Influencers with an existing blue check will be grandfathered into the new Meta verification system, and will not lose their badge if they don’t pay—at least for now. Twitter by contrast, has threatened to revoke verification badges to legacy users who refuse to pay. Still, none of the six creators with whom Fortune spoke have plans to pay for Twitter Blue.

According to a recent report by Sensor Tower, cited in TechCrunch, roughly 385,000 of Twitter’s 450 million monthly active users pay for Twitter Blue on mobile. 

It’s too early in the program for Meta to report revenues or subscriber numbers from its paid initiative (and it’s not clear whether Meta will disclose that information), but the company’s stock price has risen around 17% in the last month and 140% from its seven-year low in November. Analysts largely attribute this rebound to layoffs and stabilization in the company’s ad business in the wake of Apple privacy changes, per Bloomberg

Another selling point for Meta Verified is priority assistance from Meta support staff. According to the company, paying users will get “access to a real person” for common account issues and “more protection from impersonation.”

But for creators like Tu, who said she has faced a significant amount of cyberbullying during her career, Meta will have to overcome a lot of skepticism. She cited long lag times in responses and general ineffectiveness when she reported cyberbullies to the platform in the past, and is “very skeptical” that the company will be capable of handling matters any better for paying users.

Many influencers and creators are waiting to see whether other social platforms, like TikTok and ByteDance, will also begin charging for verification. It’s also possible that Meta or Twitter could make changes to the paid plan that would make it more palatable to creators. 

Several of the influencers with whom Fortune spoke said the platforms should at least differentiate paying users from legacy blue checks and public figures.

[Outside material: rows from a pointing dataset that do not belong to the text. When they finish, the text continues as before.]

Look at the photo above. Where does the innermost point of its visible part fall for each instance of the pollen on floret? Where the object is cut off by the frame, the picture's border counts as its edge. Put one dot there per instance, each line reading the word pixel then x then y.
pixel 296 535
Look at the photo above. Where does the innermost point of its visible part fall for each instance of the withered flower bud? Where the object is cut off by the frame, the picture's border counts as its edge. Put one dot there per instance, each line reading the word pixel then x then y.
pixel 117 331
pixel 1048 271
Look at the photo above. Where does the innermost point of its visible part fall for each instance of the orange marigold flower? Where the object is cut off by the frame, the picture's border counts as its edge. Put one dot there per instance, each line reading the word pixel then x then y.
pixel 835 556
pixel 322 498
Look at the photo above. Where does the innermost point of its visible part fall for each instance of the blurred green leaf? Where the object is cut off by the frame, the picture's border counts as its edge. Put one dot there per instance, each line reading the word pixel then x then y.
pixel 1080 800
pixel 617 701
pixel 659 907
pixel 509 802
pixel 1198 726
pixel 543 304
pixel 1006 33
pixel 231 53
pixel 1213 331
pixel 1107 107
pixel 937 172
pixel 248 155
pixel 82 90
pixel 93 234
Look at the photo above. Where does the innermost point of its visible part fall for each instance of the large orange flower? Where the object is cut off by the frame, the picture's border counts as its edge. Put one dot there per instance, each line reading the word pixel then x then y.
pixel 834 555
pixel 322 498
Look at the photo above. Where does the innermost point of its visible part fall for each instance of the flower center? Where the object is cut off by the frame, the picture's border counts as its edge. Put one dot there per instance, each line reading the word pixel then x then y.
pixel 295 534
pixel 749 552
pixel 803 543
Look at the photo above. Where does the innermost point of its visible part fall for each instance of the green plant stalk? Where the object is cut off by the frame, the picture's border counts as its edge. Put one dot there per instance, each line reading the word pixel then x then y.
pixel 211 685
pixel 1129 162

“There’s nothing wrong with a pay-to-play model, but there needs to be differentiation between who is paying for the upgraded services versus who is actually a public figure,” said Tu.

Paige Mackenzie, a video creator with 8 million TikTok subscribers and 390,000 Instagram followers, agrees. She’s verified on TikTok but is abstaining from purchasing blue checks on Instagram and Twitter because she doesn’t feel it’s “as special as it once was” now that blue checks are available to all paying customers. She says, “Maybe if it was a yellow checkmark or red ship or like a different color [for paying users],” she said, while describing the current for-pay system as very odd. “I don’t understand why they would open that to the public for purchase.”